Finitely Generated Modules - Bland Problem 1(a), Problem Set 2.2

[Math Amateur]

I am reading Paul E. Bland's book: Rings and Their Modules and am currently focused on Section 2.2 Free Modules ... ...

I need someone to check my solution to the first part of Problem 1(a) of Problem Set 2.2 ...

Problem 1(a) of Problem Set 2.2 reads as follows:
View attachment 8067
My solution/proof of the first part of Problem 1(a) is as follows:
We claim that \(\displaystyle M \bigoplus N\) is finitely generated ... Now ...

\(\displaystyle M \bigoplus N\) = the direct product \(\displaystyle M \times N\) since we are dealing with the external direct sum of a finite number of modules ...
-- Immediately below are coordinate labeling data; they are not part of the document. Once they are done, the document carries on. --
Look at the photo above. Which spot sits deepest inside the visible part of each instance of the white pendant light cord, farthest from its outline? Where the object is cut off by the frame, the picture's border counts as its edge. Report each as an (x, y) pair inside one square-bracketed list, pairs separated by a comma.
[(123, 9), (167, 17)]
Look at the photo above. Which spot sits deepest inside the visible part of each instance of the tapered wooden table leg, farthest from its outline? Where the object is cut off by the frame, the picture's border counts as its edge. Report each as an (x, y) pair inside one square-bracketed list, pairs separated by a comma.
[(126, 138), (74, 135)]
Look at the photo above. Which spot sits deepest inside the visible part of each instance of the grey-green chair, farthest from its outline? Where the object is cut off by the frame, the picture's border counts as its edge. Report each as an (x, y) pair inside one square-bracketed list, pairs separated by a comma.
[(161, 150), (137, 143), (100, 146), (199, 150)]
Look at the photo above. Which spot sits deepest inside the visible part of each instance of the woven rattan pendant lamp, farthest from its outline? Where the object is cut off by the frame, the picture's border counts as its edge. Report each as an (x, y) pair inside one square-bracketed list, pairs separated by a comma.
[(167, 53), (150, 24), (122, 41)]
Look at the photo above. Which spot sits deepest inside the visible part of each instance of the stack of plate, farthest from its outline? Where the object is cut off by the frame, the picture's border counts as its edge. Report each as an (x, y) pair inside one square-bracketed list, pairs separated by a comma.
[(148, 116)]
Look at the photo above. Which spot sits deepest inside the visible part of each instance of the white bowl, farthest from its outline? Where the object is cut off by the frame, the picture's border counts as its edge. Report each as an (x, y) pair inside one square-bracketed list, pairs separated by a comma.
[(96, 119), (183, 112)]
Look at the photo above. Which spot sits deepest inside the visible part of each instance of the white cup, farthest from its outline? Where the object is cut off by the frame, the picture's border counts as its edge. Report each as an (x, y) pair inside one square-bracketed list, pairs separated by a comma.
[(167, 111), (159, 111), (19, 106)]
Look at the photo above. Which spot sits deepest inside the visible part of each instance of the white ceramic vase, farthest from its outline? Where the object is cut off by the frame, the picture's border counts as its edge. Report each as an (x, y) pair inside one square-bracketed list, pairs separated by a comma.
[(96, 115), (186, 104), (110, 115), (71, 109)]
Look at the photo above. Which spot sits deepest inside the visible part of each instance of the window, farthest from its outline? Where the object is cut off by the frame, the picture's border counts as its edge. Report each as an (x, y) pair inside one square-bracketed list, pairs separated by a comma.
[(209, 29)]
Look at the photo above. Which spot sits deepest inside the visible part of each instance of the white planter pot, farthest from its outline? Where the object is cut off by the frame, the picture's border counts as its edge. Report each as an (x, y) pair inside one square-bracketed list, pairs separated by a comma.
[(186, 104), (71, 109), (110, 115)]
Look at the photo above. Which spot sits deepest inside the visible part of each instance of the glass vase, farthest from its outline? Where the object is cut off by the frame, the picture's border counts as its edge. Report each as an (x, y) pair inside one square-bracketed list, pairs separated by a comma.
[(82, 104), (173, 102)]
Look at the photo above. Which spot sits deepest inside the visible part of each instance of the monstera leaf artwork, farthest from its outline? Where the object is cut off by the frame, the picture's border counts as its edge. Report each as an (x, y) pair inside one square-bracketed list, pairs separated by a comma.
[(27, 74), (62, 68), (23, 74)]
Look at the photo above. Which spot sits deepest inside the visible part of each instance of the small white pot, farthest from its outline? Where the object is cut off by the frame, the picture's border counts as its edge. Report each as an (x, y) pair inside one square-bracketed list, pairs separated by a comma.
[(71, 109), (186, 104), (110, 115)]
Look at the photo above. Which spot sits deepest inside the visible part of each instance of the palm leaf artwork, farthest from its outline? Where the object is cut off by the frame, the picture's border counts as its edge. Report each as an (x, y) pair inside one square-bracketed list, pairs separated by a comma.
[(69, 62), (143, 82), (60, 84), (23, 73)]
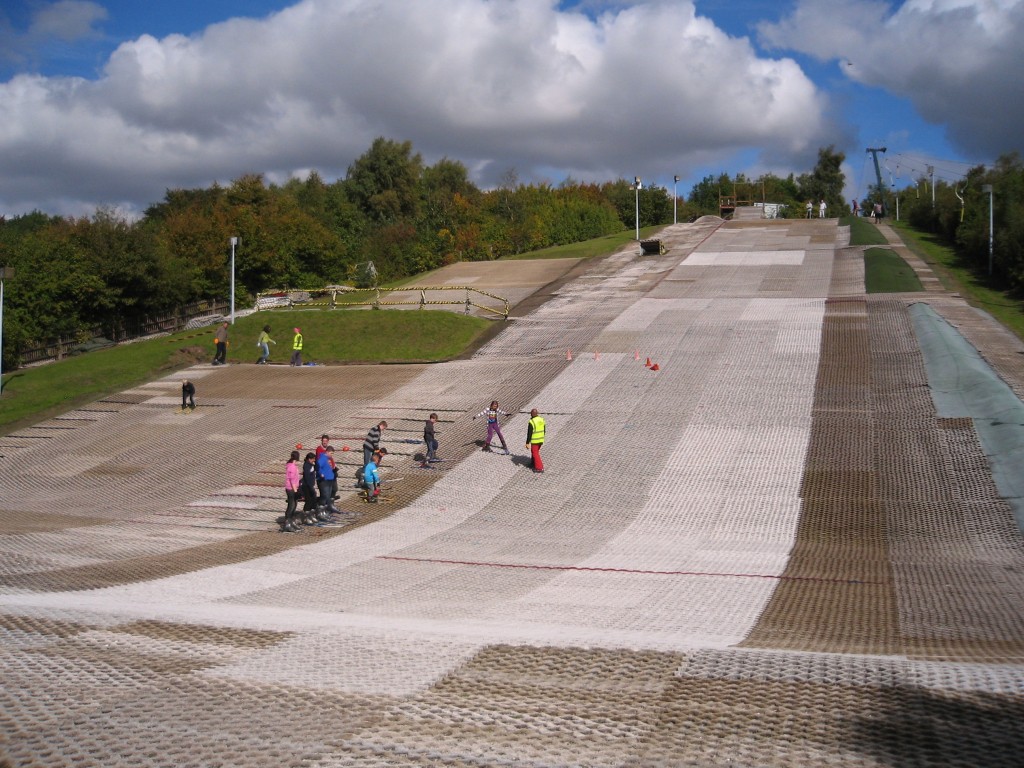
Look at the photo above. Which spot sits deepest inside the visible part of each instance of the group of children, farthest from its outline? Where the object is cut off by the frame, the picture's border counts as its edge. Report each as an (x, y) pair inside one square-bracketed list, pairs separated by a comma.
[(315, 483)]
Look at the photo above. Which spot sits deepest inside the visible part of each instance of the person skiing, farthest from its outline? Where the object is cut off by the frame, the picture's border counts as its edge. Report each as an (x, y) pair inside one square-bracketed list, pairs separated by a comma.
[(494, 427)]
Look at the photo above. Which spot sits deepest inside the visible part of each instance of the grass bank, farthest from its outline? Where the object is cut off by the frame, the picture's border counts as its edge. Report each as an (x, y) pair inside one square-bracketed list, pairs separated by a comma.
[(958, 275), (31, 394)]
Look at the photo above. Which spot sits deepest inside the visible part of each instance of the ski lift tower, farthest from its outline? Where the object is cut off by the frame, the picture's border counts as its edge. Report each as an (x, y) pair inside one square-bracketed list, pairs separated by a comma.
[(878, 173)]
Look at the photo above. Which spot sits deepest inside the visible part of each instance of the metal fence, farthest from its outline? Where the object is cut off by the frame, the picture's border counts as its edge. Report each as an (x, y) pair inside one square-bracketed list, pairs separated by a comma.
[(330, 298), (98, 336)]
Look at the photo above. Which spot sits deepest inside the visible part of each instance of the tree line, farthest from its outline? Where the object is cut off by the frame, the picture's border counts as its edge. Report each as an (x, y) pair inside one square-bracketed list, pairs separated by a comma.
[(960, 215), (77, 276)]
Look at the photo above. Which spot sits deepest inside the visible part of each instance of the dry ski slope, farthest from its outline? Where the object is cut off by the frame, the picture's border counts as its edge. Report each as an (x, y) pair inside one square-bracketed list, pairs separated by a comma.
[(769, 552)]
\(\displaystyle M\) finitely generated \(\displaystyle \Longrightarrow \exists\) a finite subset \(\displaystyle X \subseteq M\) such that

\(\displaystyle M = \sum_X x_i R = \{x_1 r_1 + \ ... \ ... \ x_m r_m \mid x_i \in X, r_i \in R \}\) ... ... ... ... (1)
\(\displaystyle N\) finitely generated \(\displaystyle \Longrightarrow \exists\) a finite subset \(\displaystyle Y \subseteq N\) such that

\(\displaystyle N = \sum_Y y_i R = \{y_1 r_1 + \ ... \ ... \ y_n r_n \mid y_i \in Y, r_i \in R \}\) ... ... ... ... (2)
\(\displaystyle M \bigoplus N\) finitely generated \(\displaystyle \Longrightarrow \exists\) a finite subset \(\displaystyle S \subseteq M \bigoplus N\) such that

\(\displaystyle M \bigoplus N = \sum_S ( x_i, y_i ) R = \{ (x_1, y_1) r_1 + \ ... \ ... \ ( x_s, y_s) r_s \mid (x_i, y_i) \in S , r_i \in R \} \)\(\displaystyle = \{ (x_1 r_1, y_1 r_1) + \ ... \ ... \ + ( x_s r_s, y_s r_s) \} \)\(\displaystyle = \{ (x_1 r_1 + \ ... \ ... \ + x_s r_s , y_1 r_1 + \ ... \ ... \ + y_s r_s \}\) ... ... ... ... ... (3)
Now if we take \(\displaystyle s \ge m, n \) in (3) ... ...Then the sum \(\displaystyle x_1 r_1 + \ ... \ ... \ + x_s r_s\) ranging over all \(\displaystyle x_i\) and \(\displaystyle r_i\) will generate all the elements in \(\displaystyle M\) as the first variable in \(\displaystyle M \bigoplus N \)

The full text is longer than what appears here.